This photo, obviously of London, was taken about 1890, probably for use as a picture postcard by the James Valentine company. It shows a view of Fleet Street, one of the most well-known streets in the city, and the dome of St. Paul’s Cathedral hovering in the distance. I love old urban photos like this because they give you a sense of the crowd and bustle that characterized cities in the late 19th century, and there are some very interesting human details here. The “Hancock Chemist” appears to be a drugstore. I think the building next to it may be a hat store. I can’t quite read the round sign above it, but what letters I can make out may spell “HATTERS.” Note the boy carrying the bundle at the bottom of the photo, and also the well-dressed gentleman with the top hat looking into the window at the lower left. The traffic is heavy on this street but there are no automobiles–1890 was just about the last time in London’s history you could go down a main thoroughfare and not see a car of any kind.
St. Paul’s looks surprisingly bright, although in this photo you can still see some of the streaking down the dome caused by coal dust. The “new” St. Paul’s, rebuilt by Christopher Wren after the Great Fire of London, was completed in the 1710s but unfortunately no photographs exist of what it must have looked like before coal dust and smoke permanently etched its dome and facade dark gray in the early Victorian era. This photo was taken toward the end of Victoria’s reign, and the changes that London saw in those few decades were like nothing else in the previous thousand years of its history.

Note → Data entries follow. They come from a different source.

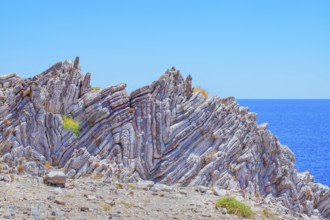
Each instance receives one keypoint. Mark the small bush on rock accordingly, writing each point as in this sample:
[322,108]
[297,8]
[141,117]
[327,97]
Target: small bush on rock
[202,91]
[20,168]
[69,123]
[234,207]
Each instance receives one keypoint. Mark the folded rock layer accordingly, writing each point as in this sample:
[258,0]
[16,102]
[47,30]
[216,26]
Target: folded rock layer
[163,132]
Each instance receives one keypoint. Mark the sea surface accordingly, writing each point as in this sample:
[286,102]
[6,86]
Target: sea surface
[302,125]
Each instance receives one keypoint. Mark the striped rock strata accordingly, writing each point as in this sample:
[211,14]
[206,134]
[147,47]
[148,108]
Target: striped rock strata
[163,132]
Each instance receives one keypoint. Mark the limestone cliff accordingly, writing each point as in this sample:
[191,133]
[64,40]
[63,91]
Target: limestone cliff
[163,132]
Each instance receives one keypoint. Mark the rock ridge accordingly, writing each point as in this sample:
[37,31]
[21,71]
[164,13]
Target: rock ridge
[165,132]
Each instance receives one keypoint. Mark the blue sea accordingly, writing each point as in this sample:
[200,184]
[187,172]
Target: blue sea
[304,126]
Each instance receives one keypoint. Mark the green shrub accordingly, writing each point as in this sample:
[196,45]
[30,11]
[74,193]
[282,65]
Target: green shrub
[202,91]
[234,207]
[69,123]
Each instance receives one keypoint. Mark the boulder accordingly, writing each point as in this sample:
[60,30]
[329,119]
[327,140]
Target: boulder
[55,177]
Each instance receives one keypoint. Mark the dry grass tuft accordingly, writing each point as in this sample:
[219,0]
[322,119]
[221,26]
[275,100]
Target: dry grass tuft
[69,123]
[98,176]
[106,207]
[235,207]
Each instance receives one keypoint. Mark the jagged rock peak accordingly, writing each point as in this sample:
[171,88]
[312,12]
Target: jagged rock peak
[162,132]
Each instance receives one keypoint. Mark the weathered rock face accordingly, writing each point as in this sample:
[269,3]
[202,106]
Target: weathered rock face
[163,132]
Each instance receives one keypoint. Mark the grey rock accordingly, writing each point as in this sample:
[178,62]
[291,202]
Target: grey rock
[32,168]
[163,132]
[219,192]
[55,177]
[145,185]
[161,187]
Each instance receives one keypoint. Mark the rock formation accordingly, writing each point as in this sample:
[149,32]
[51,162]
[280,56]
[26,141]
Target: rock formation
[163,132]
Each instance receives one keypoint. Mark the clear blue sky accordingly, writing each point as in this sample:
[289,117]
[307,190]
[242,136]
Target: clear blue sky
[246,49]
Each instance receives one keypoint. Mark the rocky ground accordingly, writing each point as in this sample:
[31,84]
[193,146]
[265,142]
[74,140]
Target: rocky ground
[27,197]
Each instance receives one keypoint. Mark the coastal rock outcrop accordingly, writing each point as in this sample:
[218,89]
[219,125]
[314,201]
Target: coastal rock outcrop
[164,132]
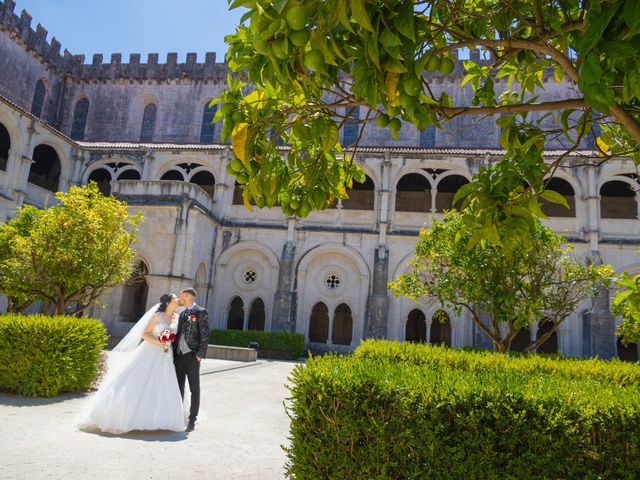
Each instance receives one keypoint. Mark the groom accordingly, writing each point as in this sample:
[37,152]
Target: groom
[189,348]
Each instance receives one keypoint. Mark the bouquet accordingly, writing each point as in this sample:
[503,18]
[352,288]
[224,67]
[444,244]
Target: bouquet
[166,336]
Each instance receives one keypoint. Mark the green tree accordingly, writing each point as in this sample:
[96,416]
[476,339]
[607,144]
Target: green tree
[535,284]
[68,254]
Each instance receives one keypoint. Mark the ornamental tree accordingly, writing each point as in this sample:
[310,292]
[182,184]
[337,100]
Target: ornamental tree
[68,254]
[536,284]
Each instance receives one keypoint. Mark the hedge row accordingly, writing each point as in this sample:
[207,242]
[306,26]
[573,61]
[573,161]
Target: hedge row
[615,371]
[361,418]
[45,356]
[289,343]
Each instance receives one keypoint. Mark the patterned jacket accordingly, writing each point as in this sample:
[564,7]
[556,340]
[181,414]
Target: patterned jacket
[193,323]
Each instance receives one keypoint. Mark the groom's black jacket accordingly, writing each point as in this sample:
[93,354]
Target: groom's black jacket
[193,323]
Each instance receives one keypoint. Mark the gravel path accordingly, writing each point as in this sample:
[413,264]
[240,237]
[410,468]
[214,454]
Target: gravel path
[240,438]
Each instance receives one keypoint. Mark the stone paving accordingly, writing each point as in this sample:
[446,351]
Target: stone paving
[240,438]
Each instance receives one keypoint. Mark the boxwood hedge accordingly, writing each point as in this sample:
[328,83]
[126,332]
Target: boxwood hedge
[361,417]
[45,356]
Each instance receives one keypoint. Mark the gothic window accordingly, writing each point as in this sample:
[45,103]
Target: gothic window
[5,146]
[566,190]
[342,325]
[79,123]
[148,122]
[257,315]
[413,194]
[446,190]
[45,171]
[440,329]
[361,196]
[38,99]
[235,318]
[208,128]
[416,329]
[617,200]
[319,323]
[103,178]
[351,128]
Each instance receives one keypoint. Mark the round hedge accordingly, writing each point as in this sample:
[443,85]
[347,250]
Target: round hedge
[44,356]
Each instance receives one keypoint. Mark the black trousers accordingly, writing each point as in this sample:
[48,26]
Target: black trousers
[187,366]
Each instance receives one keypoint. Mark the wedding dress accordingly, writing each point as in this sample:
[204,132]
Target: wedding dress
[140,390]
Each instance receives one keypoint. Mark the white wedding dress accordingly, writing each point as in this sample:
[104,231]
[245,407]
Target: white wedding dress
[140,391]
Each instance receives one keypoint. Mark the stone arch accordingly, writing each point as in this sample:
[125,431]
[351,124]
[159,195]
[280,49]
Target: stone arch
[446,188]
[46,168]
[79,122]
[413,193]
[618,198]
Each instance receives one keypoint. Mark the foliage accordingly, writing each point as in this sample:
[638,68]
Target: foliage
[312,62]
[364,418]
[435,357]
[68,254]
[287,342]
[45,356]
[537,283]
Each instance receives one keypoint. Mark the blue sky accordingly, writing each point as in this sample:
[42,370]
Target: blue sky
[135,26]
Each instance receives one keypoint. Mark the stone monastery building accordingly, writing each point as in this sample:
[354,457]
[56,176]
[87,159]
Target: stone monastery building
[141,128]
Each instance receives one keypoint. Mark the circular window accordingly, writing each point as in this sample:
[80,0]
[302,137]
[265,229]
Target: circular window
[333,282]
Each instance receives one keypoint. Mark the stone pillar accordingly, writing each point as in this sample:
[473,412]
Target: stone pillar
[378,303]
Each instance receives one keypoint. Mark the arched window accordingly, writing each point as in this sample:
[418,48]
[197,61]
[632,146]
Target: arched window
[351,128]
[550,345]
[38,99]
[207,131]
[413,194]
[446,190]
[103,178]
[235,319]
[319,323]
[361,196]
[257,315]
[565,189]
[135,294]
[173,175]
[129,175]
[342,325]
[5,146]
[440,329]
[148,122]
[45,171]
[205,180]
[617,200]
[416,329]
[79,123]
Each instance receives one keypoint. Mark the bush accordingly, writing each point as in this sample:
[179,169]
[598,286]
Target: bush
[615,371]
[287,342]
[364,418]
[45,356]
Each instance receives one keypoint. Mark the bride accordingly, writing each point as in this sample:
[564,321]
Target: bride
[140,390]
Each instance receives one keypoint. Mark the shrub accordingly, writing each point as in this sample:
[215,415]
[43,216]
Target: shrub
[290,343]
[361,418]
[615,371]
[45,356]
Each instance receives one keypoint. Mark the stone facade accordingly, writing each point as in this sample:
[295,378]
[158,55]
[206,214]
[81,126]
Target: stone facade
[324,276]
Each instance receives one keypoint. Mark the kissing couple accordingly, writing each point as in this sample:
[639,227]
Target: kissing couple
[144,386]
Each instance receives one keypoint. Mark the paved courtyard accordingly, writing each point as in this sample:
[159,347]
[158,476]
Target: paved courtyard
[240,438]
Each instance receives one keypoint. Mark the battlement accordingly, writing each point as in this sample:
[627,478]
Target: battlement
[20,28]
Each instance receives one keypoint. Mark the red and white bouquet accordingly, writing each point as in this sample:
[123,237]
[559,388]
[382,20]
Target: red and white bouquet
[166,336]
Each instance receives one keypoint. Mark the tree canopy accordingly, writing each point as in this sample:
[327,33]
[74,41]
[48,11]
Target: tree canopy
[68,254]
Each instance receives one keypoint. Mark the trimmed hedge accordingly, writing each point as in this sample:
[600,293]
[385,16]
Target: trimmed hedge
[362,418]
[44,356]
[287,342]
[431,356]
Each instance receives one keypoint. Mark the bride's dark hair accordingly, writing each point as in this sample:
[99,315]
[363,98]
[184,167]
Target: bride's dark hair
[164,301]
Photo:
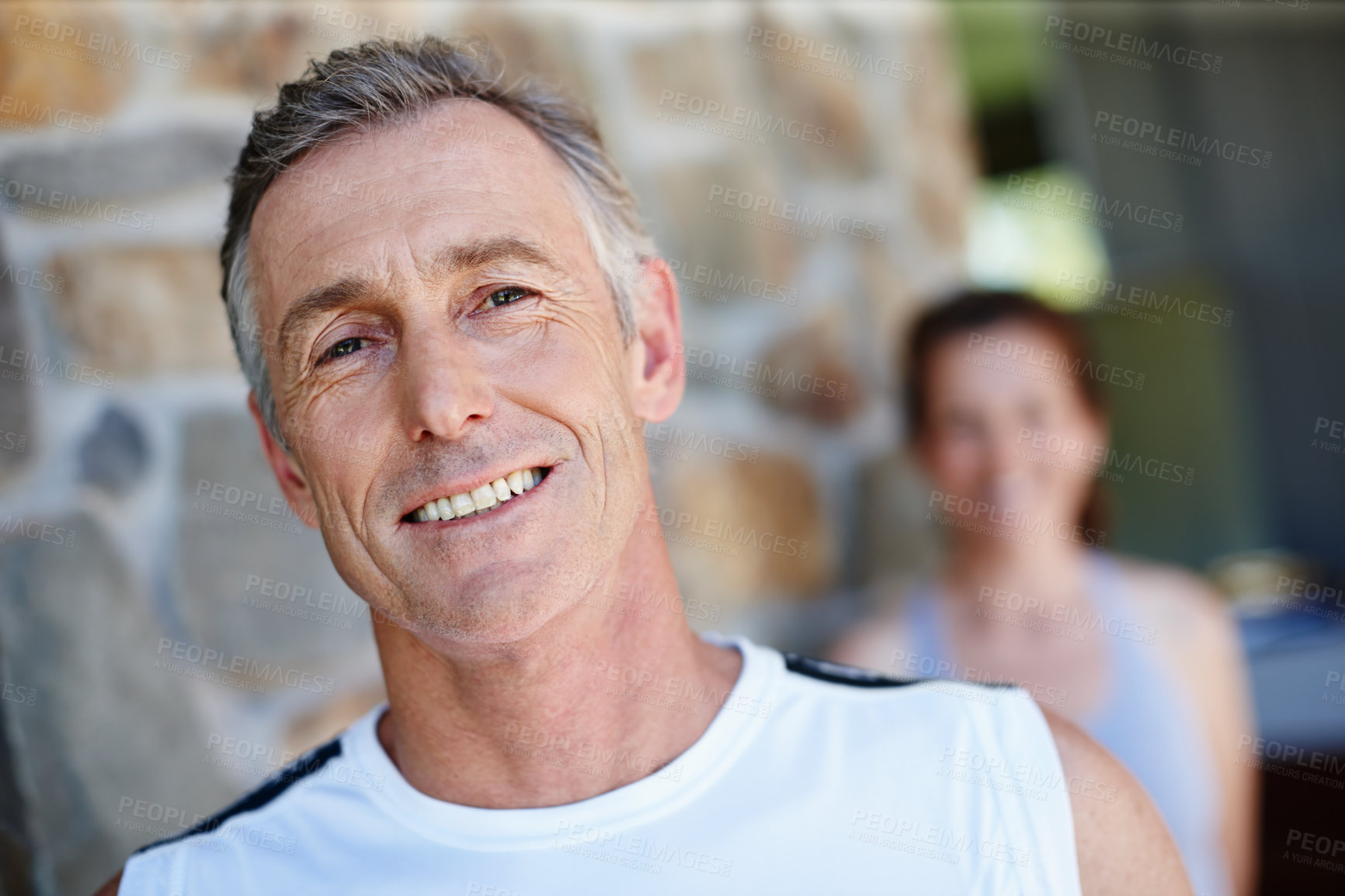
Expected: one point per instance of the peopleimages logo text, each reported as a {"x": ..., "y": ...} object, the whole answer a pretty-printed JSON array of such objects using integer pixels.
[
  {"x": 1095, "y": 202},
  {"x": 797, "y": 213},
  {"x": 1133, "y": 43}
]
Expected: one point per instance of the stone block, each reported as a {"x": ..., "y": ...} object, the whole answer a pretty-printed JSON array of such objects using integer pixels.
[
  {"x": 115, "y": 455},
  {"x": 252, "y": 580},
  {"x": 104, "y": 725},
  {"x": 808, "y": 373},
  {"x": 139, "y": 311},
  {"x": 252, "y": 50},
  {"x": 55, "y": 62},
  {"x": 176, "y": 158},
  {"x": 16, "y": 422},
  {"x": 747, "y": 532},
  {"x": 690, "y": 234}
]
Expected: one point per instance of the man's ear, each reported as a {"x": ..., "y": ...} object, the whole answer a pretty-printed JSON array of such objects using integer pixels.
[
  {"x": 658, "y": 374},
  {"x": 290, "y": 478}
]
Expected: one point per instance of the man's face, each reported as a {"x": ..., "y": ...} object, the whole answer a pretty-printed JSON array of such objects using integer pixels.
[{"x": 440, "y": 323}]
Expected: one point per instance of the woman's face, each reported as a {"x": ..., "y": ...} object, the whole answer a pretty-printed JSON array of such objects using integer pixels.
[{"x": 1009, "y": 427}]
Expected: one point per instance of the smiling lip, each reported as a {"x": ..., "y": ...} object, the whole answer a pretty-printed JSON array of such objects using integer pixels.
[{"x": 478, "y": 501}]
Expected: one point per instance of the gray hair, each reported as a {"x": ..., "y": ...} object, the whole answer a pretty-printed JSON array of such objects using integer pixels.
[{"x": 386, "y": 82}]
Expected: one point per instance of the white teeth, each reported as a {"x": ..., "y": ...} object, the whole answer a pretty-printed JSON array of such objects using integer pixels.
[
  {"x": 463, "y": 505},
  {"x": 481, "y": 499}
]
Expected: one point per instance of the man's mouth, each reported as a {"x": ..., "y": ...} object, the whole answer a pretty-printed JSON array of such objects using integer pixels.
[{"x": 481, "y": 499}]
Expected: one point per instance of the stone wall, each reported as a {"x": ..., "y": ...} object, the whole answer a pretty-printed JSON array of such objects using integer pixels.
[{"x": 145, "y": 544}]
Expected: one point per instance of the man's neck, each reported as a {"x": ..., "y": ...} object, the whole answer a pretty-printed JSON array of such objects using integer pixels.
[{"x": 529, "y": 724}]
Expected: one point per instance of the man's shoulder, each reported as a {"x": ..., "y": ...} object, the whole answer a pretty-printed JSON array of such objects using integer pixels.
[
  {"x": 260, "y": 824},
  {"x": 878, "y": 704},
  {"x": 843, "y": 679}
]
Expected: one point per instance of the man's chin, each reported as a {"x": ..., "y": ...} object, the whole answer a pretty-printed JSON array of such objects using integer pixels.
[{"x": 478, "y": 615}]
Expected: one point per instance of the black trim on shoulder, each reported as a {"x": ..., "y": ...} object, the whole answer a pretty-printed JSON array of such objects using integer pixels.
[
  {"x": 856, "y": 677},
  {"x": 843, "y": 674},
  {"x": 273, "y": 787}
]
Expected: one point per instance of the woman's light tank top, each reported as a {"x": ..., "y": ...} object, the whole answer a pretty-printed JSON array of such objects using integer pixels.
[{"x": 1145, "y": 717}]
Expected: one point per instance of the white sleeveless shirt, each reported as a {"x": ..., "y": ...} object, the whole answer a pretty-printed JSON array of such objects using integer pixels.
[{"x": 812, "y": 778}]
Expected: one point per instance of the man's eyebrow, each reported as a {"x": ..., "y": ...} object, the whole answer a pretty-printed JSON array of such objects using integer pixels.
[
  {"x": 318, "y": 301},
  {"x": 457, "y": 259},
  {"x": 490, "y": 251}
]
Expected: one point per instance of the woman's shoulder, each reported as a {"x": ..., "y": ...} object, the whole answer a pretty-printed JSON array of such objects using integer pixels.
[
  {"x": 1185, "y": 609},
  {"x": 881, "y": 634}
]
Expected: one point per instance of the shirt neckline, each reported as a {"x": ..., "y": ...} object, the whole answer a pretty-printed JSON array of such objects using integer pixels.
[{"x": 732, "y": 730}]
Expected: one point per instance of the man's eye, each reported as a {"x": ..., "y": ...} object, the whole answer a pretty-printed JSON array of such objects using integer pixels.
[
  {"x": 503, "y": 297},
  {"x": 342, "y": 349}
]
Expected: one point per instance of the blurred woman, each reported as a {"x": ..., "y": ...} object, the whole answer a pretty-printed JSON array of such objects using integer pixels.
[{"x": 1006, "y": 418}]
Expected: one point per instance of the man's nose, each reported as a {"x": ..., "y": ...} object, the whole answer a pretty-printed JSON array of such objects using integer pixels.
[{"x": 443, "y": 389}]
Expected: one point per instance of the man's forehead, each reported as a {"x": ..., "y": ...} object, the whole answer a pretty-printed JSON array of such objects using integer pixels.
[{"x": 455, "y": 168}]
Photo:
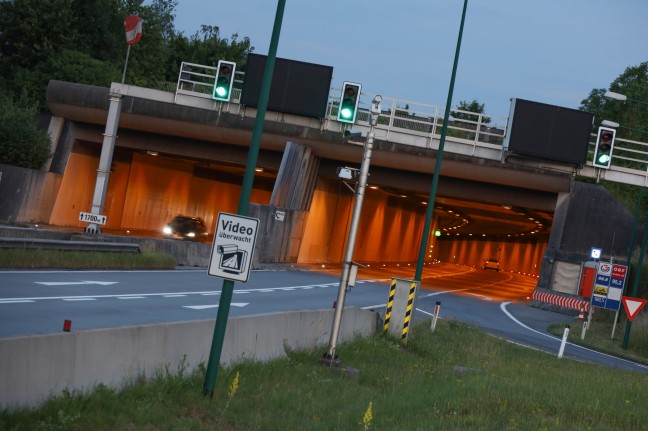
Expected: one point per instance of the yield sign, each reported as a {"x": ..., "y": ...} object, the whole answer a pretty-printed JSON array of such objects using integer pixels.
[{"x": 633, "y": 306}]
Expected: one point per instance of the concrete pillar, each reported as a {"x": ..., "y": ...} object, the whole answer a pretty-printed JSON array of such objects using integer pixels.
[
  {"x": 296, "y": 179},
  {"x": 54, "y": 131},
  {"x": 545, "y": 281}
]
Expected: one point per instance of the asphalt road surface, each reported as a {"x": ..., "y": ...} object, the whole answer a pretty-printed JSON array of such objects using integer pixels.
[{"x": 38, "y": 302}]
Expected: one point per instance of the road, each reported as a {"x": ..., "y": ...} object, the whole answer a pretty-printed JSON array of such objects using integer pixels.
[{"x": 38, "y": 302}]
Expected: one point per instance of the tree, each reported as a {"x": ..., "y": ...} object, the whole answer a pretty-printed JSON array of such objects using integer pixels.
[
  {"x": 83, "y": 41},
  {"x": 21, "y": 142},
  {"x": 633, "y": 82}
]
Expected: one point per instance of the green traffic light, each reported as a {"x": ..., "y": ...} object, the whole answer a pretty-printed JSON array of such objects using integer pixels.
[
  {"x": 221, "y": 91},
  {"x": 346, "y": 113}
]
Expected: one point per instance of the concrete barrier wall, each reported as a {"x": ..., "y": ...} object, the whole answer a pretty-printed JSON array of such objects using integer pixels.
[{"x": 34, "y": 368}]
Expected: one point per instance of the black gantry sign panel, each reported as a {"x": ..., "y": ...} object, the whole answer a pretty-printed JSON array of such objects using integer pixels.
[
  {"x": 297, "y": 87},
  {"x": 548, "y": 132}
]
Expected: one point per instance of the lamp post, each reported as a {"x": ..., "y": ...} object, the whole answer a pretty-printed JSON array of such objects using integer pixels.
[
  {"x": 644, "y": 240},
  {"x": 437, "y": 168},
  {"x": 611, "y": 95},
  {"x": 635, "y": 223}
]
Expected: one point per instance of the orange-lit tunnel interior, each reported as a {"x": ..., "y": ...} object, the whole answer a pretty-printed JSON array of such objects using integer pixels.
[{"x": 145, "y": 192}]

Indeed this photo is interesting because you can sense the city moving toward a new and much busier era, but at the same time some things about it are still firmly rooted in the past.
I fooled around on my Google Earth and managed to find a street view shot taken from approximately the same place. This picture was taken in 2015. I believe the building at left under remodel (the scaffolding) is the same one you see in the left of the 1890 picture. Bizarrely the street is much less busy in 2015 than in 1890, but that may just be a function of what time of day the photo was taken.